Method and window structure in buildings for Protect the crystals during storms.

Background of the invention Field of the Invention

The present invention relates to protection of glass windows during storm conditions, and, more particularly, to the use of a layer of polymer foam applied to the exterior of a glass to protect the glass from breakage and damage due to strong winds and debris carried by the wind.

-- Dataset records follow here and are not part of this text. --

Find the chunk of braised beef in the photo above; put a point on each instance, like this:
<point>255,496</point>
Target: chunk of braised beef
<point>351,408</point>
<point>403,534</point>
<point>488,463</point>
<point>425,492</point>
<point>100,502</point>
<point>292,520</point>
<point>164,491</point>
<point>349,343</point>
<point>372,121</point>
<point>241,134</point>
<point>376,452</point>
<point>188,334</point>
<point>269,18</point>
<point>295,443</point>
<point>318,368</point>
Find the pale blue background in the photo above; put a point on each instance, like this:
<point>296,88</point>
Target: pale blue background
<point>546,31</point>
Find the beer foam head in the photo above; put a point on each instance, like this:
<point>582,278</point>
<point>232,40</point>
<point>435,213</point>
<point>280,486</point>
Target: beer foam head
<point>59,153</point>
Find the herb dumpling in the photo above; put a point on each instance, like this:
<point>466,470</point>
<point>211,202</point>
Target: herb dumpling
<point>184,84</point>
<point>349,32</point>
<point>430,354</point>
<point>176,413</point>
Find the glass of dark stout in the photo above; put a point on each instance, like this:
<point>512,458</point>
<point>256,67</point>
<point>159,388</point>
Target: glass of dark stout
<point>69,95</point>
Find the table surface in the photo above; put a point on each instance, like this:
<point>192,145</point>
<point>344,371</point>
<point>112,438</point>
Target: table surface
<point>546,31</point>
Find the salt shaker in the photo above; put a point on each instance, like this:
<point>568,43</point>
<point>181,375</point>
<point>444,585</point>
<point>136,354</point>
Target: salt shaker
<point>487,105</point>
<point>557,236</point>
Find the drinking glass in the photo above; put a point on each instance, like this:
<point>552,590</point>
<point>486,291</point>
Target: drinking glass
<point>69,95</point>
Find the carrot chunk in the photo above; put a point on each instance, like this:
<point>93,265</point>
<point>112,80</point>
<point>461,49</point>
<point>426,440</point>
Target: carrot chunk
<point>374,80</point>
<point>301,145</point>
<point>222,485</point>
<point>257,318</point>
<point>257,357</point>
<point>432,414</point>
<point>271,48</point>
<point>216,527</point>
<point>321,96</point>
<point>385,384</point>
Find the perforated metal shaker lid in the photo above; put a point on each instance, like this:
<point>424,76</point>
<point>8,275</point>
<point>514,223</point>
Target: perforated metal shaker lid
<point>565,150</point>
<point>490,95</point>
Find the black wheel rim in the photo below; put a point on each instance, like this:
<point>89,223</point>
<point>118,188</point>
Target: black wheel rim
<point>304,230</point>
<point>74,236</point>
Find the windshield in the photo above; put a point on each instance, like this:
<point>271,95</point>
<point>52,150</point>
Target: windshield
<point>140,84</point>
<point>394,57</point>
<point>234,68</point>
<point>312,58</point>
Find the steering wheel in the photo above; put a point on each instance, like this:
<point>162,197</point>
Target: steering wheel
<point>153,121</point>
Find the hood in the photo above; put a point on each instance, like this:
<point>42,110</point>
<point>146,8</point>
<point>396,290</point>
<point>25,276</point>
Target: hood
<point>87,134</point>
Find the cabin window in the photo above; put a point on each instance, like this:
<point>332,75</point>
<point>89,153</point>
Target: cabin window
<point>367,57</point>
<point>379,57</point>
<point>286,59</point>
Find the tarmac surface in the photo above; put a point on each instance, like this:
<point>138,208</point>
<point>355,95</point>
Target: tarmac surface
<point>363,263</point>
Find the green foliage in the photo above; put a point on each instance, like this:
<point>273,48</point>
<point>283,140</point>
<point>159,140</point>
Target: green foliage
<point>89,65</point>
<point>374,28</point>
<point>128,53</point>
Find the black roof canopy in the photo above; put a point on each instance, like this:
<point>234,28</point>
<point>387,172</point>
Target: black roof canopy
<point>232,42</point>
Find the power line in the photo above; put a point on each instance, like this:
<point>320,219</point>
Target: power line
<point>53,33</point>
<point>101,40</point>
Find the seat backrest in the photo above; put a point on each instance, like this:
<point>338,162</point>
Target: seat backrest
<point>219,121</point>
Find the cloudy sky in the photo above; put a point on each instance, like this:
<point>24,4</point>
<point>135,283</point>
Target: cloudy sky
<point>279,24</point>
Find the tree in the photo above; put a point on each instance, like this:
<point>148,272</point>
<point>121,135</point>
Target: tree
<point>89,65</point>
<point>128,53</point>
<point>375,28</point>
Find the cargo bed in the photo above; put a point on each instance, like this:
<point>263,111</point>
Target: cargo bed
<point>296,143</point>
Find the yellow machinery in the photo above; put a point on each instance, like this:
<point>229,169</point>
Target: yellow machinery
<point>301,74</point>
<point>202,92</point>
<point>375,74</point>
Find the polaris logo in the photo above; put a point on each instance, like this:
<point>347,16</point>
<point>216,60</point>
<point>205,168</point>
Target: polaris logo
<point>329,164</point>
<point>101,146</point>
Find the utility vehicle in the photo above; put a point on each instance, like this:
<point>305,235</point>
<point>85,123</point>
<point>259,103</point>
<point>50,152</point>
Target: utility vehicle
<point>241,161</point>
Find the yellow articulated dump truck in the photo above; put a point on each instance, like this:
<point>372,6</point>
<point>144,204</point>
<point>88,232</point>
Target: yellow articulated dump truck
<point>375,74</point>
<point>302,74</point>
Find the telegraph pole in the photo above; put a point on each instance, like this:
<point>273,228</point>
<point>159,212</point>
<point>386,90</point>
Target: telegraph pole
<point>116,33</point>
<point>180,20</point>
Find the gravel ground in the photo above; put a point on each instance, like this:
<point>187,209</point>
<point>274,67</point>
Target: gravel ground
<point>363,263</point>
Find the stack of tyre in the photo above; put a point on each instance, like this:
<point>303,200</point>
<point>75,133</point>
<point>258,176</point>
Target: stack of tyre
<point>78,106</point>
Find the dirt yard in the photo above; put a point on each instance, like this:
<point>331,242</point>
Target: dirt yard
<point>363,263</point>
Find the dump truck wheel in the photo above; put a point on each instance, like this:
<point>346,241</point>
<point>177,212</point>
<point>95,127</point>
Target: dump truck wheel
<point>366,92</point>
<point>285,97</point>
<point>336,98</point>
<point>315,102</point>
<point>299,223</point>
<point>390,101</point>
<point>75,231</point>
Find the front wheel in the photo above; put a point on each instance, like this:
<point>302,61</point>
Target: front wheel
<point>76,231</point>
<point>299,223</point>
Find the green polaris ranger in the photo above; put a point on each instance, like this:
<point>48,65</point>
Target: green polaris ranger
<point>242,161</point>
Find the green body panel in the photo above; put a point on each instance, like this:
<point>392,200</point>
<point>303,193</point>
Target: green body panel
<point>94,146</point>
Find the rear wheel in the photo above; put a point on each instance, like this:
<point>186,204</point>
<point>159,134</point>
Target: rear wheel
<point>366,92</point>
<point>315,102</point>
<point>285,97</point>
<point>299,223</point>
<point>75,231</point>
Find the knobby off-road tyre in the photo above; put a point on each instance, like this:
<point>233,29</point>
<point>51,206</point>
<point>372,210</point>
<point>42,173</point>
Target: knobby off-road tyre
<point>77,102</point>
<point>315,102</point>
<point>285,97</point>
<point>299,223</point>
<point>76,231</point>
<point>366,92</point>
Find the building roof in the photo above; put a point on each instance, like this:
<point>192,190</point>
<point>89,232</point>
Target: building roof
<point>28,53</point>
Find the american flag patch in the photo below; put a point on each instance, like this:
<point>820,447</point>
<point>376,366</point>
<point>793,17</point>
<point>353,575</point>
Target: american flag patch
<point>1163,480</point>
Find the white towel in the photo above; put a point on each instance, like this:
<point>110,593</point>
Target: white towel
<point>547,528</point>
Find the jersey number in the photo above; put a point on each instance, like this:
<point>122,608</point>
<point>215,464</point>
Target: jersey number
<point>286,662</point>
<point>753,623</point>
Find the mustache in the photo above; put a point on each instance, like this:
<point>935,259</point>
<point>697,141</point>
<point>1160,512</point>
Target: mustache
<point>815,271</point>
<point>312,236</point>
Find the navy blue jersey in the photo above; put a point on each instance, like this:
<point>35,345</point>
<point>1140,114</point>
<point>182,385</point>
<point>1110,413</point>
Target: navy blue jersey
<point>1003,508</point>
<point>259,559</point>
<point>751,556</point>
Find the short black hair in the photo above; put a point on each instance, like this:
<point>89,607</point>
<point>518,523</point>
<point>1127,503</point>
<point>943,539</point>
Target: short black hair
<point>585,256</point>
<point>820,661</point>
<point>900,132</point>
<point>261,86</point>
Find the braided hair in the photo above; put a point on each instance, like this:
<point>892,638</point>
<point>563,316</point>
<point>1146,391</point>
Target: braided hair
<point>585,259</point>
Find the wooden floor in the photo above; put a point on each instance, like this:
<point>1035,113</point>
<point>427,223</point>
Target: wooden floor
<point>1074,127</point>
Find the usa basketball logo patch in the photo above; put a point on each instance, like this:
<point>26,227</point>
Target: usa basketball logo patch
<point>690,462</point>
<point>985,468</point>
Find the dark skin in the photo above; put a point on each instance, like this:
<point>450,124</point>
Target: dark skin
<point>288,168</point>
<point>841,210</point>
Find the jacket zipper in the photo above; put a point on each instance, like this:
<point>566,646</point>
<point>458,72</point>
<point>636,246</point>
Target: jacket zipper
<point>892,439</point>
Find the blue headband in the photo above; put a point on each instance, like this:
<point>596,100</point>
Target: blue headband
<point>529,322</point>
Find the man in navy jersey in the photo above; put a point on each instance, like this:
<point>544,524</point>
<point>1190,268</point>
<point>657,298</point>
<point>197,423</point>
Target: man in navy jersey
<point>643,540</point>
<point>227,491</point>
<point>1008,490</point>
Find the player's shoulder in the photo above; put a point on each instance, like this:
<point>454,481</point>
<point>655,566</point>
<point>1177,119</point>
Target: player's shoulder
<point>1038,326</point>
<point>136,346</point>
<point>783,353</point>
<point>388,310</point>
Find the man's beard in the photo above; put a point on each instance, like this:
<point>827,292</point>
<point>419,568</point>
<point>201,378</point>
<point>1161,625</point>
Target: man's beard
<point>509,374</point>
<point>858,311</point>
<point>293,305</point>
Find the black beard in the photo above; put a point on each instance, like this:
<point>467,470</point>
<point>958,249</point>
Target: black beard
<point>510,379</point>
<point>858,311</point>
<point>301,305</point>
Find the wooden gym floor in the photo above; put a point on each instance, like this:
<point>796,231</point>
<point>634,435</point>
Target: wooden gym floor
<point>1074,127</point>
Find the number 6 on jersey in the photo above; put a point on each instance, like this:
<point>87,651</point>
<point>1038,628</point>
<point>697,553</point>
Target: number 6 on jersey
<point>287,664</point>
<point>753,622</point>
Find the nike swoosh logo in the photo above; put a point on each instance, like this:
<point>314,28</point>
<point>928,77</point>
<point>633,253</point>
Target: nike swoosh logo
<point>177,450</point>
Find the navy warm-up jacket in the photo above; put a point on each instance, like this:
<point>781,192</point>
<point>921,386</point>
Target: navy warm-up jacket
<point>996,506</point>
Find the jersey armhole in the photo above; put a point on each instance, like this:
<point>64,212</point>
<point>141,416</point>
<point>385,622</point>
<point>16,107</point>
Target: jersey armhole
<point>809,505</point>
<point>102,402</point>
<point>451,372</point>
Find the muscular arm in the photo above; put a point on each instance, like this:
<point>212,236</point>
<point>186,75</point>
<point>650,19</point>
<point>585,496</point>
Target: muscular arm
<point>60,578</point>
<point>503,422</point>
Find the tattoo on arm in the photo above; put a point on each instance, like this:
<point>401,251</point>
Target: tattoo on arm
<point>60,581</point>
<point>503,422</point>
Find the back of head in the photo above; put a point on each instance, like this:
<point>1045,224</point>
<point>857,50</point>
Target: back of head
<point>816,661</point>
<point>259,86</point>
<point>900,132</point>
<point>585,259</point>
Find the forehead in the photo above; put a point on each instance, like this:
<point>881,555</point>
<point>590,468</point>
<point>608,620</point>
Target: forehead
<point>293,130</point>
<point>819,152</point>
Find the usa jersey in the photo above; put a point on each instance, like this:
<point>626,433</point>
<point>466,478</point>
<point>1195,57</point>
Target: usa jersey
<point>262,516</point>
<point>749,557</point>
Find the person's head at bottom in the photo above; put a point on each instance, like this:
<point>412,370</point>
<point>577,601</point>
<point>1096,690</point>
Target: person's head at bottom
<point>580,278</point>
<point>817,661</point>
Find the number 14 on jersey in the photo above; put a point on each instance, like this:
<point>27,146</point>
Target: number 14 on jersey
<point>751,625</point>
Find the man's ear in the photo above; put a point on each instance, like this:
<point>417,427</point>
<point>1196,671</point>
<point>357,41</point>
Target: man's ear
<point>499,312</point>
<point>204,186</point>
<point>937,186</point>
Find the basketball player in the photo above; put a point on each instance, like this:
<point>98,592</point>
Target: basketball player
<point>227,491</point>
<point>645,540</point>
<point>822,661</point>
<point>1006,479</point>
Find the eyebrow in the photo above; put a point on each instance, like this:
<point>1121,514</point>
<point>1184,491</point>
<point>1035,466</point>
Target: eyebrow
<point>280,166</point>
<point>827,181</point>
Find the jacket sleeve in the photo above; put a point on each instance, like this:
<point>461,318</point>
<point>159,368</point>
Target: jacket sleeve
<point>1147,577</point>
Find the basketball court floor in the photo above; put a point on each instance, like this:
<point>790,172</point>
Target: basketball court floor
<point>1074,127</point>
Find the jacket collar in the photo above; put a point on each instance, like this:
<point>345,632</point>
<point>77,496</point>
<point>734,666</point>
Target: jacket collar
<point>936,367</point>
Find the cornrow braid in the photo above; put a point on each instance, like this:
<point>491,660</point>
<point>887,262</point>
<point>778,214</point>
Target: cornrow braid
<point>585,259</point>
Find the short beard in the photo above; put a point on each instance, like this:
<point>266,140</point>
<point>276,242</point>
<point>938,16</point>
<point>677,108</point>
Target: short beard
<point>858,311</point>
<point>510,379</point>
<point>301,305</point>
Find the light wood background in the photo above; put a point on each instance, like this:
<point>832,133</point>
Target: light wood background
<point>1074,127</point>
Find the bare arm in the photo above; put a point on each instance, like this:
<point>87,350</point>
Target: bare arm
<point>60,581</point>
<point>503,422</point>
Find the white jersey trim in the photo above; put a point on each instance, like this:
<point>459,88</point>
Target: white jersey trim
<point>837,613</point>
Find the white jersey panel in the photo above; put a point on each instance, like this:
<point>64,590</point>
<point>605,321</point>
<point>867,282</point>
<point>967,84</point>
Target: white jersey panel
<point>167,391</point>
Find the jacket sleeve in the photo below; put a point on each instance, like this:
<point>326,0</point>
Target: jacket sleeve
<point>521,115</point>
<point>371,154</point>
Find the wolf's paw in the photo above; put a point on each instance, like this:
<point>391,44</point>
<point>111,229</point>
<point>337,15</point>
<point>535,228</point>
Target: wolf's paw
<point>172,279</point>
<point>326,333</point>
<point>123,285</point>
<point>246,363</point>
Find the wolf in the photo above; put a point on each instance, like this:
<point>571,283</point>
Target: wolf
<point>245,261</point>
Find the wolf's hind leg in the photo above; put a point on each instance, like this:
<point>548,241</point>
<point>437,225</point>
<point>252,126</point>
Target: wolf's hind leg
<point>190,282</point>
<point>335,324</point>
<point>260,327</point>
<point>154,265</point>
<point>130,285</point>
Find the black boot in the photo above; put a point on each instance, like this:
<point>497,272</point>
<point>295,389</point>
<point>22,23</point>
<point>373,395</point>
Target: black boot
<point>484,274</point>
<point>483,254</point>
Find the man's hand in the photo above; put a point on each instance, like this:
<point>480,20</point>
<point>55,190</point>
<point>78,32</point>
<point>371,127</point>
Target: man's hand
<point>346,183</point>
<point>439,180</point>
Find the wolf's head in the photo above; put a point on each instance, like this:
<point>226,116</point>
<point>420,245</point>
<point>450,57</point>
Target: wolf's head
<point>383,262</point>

Discussion of the prior art

The protection of glass in buildings during the storms it has been a big problem in the past, and it they have made many efforts to prevent crystals from becoming shatter and fall into the building due to strong winds, projectiles and debris, thus damaging the interior of the building due to glass and due to damage caused by the wind and rain passing through the broken glass. The tries of the prior art to protect the windows of the buildings of the damage caused by the storms have included shutters prefabricated for storms, plywood sheets, lamination systems and application of adhesive tapes. The storm shutters are usually made of aluminum or other lightweight metal alloys, fiberglass, acrylate, a polyvinyl or other plastic. The shutters for storms are manufactured to fit the exact measurements of the window structures to be protected, including the crystals, and they have the disadvantages of being expensive and requiring substantial time for its manufacture, so that the shutters for storms are not available unless they take care of much sooner of a storm Plywood sheets are sold, of in general, in sheets of 1.22 m by 2.44 m, with a thickness of 1.59 cm, so that plywood sheets weigh approximately 22.7 kg each. Wood sheets Plywood should be cut to fit the size of the window structures, and are normally drilled and screwed in the building or the window frame, requiring crafts, work and hardware and, therefore, having the disadvantages of being faces and require substantial time to cover the windows when a storm is coming, as well as being extremely heavy. The lamination systems, such as those supplied by 3M Corporation (eg Scotchshield) have the disadvantages that they are films applied inside the crystals, because they are designed to prevent shattered glass from bursting, to thus prevent damage caused by rain and that Glass fragments become projectiles. The movie is not particularly effective in preventing the glass from shattering, and not It makes glass more resistant to breakage. Since the movie is inside the glass, it cannot absorb enough energy from the glass fast enough to prevent failure or fracture of the glass if the glass is hit by debris or projectiles. Therefore, the main use of lamination systems is prevent broken glass from separating into fragments. The application of adhesive tapes on the windows results, at most, the clamping most of a fractured glass, instead of reduce the damage caused by rain and the risk that People cut themselves.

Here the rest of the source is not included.